Rothstein asked for British arms and support “for the conquest of the Turkish province of El Hassa,” an oasis on the east coast of present Saudi Arabia, that had been promised but not yet delivered to the Ibn Saud family.
Rothstein said: “I undertake to assemble, for next spring, a Jewish fighting troop, a force of 120,000 strong men” that could be doubled with soldiers provided by Britain and its allies. He admitted that the plan “may appear unrealistic,” but this would cease “as soon as the first thousand men have arrived on the scene.”
The British Library wrote that the plan called for the troops to gather at Bahrain and, as soon they reached 30,000, a “coup de main,” a swift attack, would ensue, taking the “Turkish province of Al Hassa, near the Persian Gulf” which “will become a Jewish State, ‘un État juif.’” Rothstein thought Turkey would respond with a “state of war,” and the Jewish troops would respond against Turkey with their own campaign.
“Besides his self-description as a ‘Russian medical doctor’ and a 1938 description by Juda Tchernoff, little is known about Rothstein,” the British Library said. “He prefaces his proposal with his family’s ‘moral qualities’ and refers to Maurice Barrès, who cites Rothstein’s son, Amédée, a young Russian Zionist, in his book ‘Les Diverses Familles Spirituelles de la France.’ Although Barrès was a famous anti-Dreyfusard and popularized French nationalism, he considered Amédée as exemplifying Jewish loyalty to France due to his patriotic death at the Battle of Verdun in 1916.”

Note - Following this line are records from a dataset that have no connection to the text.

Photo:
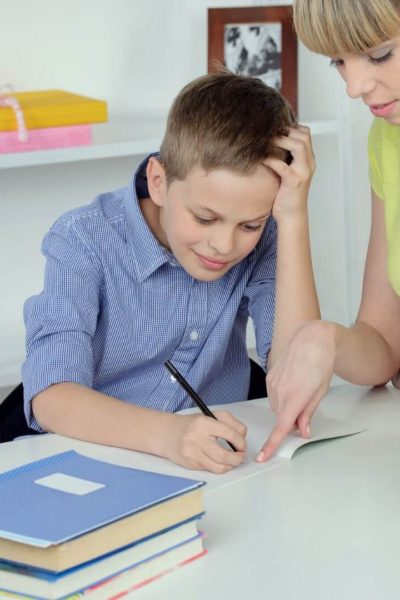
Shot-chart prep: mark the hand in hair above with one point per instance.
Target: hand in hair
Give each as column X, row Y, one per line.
column 296, row 176
column 293, row 379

Britain rejected the plan, after dismissing it as “wholly inappropriate.” Balfour’s private secretary wrote to Bertie on October 3, 1917 requesting that he reply to Rothstein, informing him that the British government could not give effect to his proposal. One month to the day later, the Balfour Declaration was announced.
The British Library said the Rothstein plan could be viewed in the light of other alternatives to Palestine mooted at the time for a “Jewish home” in Uganda, Argentina, Russia, Cyprus.
“Although Rothstein’s proposal appears obscure and has been almost entirely forgotten by history, it reflected an historical momentum for the establishment of a Jewish national home, ideologically grounded in European nationalism and seeking legitimacy from European imperial powers,” it said.
But the British Library said it also had a letter from the British India Office’s Thomas William Holderness, about the region, that showed Rothstein seemed to be out of touch with the reality on the ground.
“Hassa had ceased to be a Turkish province in 1913 with the conquest of Ibn Saud, a British ally, and Bahrain’s Al Khalifah rulers had been in treaty relations with Britain since 1820,” it wrote.
In the government’s reply, Rothstein, the unknown proposed Zionist warrior, was told, “His Majesty’s Government could not countenance… any proposal affecting their territorial rights or the status quo.”
Historian and author Edwin Black, in his book ‘The Farhud,’ wrote about the excited times leading up to the Balfour Declaration, and told The Algemeiner on Friday that in researching his book, he’d seen hundreds of similar letters, though none he could recall specifically referencing Saudi Arabia.
“At the time, Jews would send in letter, after letter to Britain, arguing the Crown should establish a Jewish state in one far off territory or another,” Black said. “In response, they’d always receive a very formal, but firm letter an official letterhead for their trouble.”
“I don’t believe that any other land, beyond Mandate Palestine, today’s Israel and Jordan, was ever seriously considered by Britain to become the Jewish state,” the historian said.